Il sammarinese Franco La Maida ha certamente dentro di sè questa premura di raccontare, per immagini, le misteriose pulsioni dell’anima. E lo fa ricorrendo alla pittura ed alla ceramica dipinta ove rintraccia superfici su cui proiettare i pensieri visivi che scorrono sotto l’influsso delle sensazioni e dei moti dello spirito. Fedele alla tradizione che vuole mantenere il filo diretto tra il dato reale e l’interpretazione immaginaria, quindi operando all’inferno della cosidetta figurazione, La Maida traduce le suggestioni che gli provengono dal mondo vero in elementi di un mondo verosimile nel quale domina incontrastata la dimensione del silenzio.
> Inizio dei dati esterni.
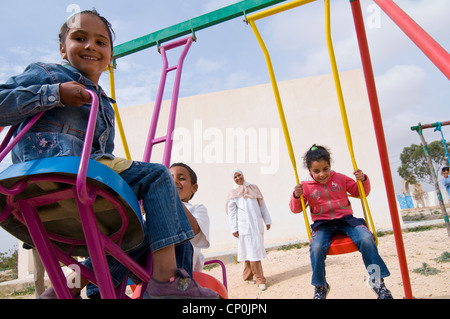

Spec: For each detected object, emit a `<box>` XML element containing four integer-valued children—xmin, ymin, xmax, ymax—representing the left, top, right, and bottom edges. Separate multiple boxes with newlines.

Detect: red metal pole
<box><xmin>374</xmin><ymin>0</ymin><xmax>450</xmax><ymax>80</ymax></box>
<box><xmin>350</xmin><ymin>0</ymin><xmax>413</xmax><ymax>299</ymax></box>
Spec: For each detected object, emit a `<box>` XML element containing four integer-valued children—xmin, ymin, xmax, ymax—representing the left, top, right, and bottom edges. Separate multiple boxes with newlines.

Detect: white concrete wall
<box><xmin>115</xmin><ymin>70</ymin><xmax>398</xmax><ymax>255</ymax></box>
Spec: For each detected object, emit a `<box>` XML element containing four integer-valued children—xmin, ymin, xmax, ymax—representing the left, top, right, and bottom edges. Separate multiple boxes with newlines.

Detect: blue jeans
<box><xmin>309</xmin><ymin>222</ymin><xmax>390</xmax><ymax>287</ymax></box>
<box><xmin>119</xmin><ymin>162</ymin><xmax>194</xmax><ymax>252</ymax></box>
<box><xmin>83</xmin><ymin>236</ymin><xmax>194</xmax><ymax>299</ymax></box>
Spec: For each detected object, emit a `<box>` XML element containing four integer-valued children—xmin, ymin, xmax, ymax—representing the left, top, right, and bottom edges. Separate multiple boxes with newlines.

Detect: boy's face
<box><xmin>170</xmin><ymin>166</ymin><xmax>198</xmax><ymax>203</ymax></box>
<box><xmin>60</xmin><ymin>14</ymin><xmax>113</xmax><ymax>84</ymax></box>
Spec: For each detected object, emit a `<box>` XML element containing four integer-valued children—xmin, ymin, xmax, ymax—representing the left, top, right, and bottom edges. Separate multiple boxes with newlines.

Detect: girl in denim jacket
<box><xmin>289</xmin><ymin>145</ymin><xmax>392</xmax><ymax>299</ymax></box>
<box><xmin>0</xmin><ymin>10</ymin><xmax>217</xmax><ymax>298</ymax></box>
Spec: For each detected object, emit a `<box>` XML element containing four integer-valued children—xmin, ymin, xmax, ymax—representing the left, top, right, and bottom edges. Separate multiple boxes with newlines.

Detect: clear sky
<box><xmin>0</xmin><ymin>0</ymin><xmax>450</xmax><ymax>252</ymax></box>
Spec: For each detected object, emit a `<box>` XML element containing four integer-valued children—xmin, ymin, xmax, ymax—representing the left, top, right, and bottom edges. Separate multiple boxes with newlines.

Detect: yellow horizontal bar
<box><xmin>247</xmin><ymin>0</ymin><xmax>316</xmax><ymax>21</ymax></box>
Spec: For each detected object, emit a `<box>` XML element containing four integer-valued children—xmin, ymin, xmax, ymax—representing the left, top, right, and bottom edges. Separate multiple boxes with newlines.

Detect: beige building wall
<box><xmin>115</xmin><ymin>70</ymin><xmax>398</xmax><ymax>255</ymax></box>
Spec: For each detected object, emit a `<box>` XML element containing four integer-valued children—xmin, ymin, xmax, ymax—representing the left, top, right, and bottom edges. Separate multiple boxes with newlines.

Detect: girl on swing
<box><xmin>289</xmin><ymin>144</ymin><xmax>392</xmax><ymax>299</ymax></box>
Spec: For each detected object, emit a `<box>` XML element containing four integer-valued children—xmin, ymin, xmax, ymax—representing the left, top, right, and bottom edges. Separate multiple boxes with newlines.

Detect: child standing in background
<box><xmin>289</xmin><ymin>145</ymin><xmax>392</xmax><ymax>299</ymax></box>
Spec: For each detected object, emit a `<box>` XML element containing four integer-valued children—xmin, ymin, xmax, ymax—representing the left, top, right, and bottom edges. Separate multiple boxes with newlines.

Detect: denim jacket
<box><xmin>0</xmin><ymin>63</ymin><xmax>115</xmax><ymax>163</ymax></box>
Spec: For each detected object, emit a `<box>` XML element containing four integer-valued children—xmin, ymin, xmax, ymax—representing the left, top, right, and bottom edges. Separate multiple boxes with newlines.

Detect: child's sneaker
<box><xmin>369</xmin><ymin>278</ymin><xmax>394</xmax><ymax>299</ymax></box>
<box><xmin>314</xmin><ymin>283</ymin><xmax>331</xmax><ymax>299</ymax></box>
<box><xmin>144</xmin><ymin>269</ymin><xmax>219</xmax><ymax>299</ymax></box>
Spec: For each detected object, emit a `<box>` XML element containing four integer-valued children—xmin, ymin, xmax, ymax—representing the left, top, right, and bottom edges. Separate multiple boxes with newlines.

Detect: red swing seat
<box><xmin>327</xmin><ymin>234</ymin><xmax>358</xmax><ymax>255</ymax></box>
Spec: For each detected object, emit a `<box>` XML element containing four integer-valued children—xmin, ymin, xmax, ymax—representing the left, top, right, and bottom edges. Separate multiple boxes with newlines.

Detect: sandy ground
<box><xmin>208</xmin><ymin>228</ymin><xmax>450</xmax><ymax>299</ymax></box>
<box><xmin>1</xmin><ymin>228</ymin><xmax>450</xmax><ymax>299</ymax></box>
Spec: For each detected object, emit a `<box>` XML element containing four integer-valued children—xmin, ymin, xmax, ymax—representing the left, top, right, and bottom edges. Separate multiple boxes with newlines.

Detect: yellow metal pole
<box><xmin>247</xmin><ymin>8</ymin><xmax>311</xmax><ymax>241</ymax></box>
<box><xmin>325</xmin><ymin>0</ymin><xmax>378</xmax><ymax>245</ymax></box>
<box><xmin>247</xmin><ymin>0</ymin><xmax>316</xmax><ymax>21</ymax></box>
<box><xmin>108</xmin><ymin>65</ymin><xmax>131</xmax><ymax>160</ymax></box>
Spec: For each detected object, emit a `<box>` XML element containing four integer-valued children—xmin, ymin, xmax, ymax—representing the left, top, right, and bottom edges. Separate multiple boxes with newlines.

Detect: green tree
<box><xmin>398</xmin><ymin>141</ymin><xmax>450</xmax><ymax>185</ymax></box>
Ogni dipinto del pittore sammarinese risulta privo di connotazioni acustiche anche soltanto suggerite: i personaggi umani o animali, le cose, la natura sono immersi in uno spazio che si identifica col silenzio. Ed in questa vaga atmosfera metafisica uomini e cose, animali e piante appaiono in attesa di un evento che non è ma che certamente sarà (anzi avverrà) anche se nessuno può dire quando. Dunque io direi che La Maida racconta in silenzio il quale, come tutti sanno, non è un’ “assenza”, ma una presenza talmente pregna di tutto da apparire trapassante nel suo contrario. Nel silenzio infatti esistono tutte le potenzialità in attesa di essere sollecitate o di trasformarsi da potenza in atto, da idea in cosa, da immaginazione in realtà, da verosimiglianza in verità. Un silenzio, quello del nostro artista, che, come già detto, si fa spazio e che si dilata quasi rincorrendo l’infinito, ma che si fa anche luce che non si posa sopra le figure e le cose ma le avvolge penetrandole. Così si può dire che le superfici dipinte di Franco La Maida vanno si guardate ma anche – per paradossale che possa sembrare visto che narrano del silenzio – ascoltate. Dal momento che il silenzio non è muto ma, al contrario, è sinfonia sublime e ineffabile di suoni che soltanto orecchi dotati possono percepire. Allora ascoltiamo il silenzio raccontato dal pittore per cogliere qualche bisbiglio e qualche fruscio che forse possono aiutarci a capire meglio il senso e la qualità del nostro esistere.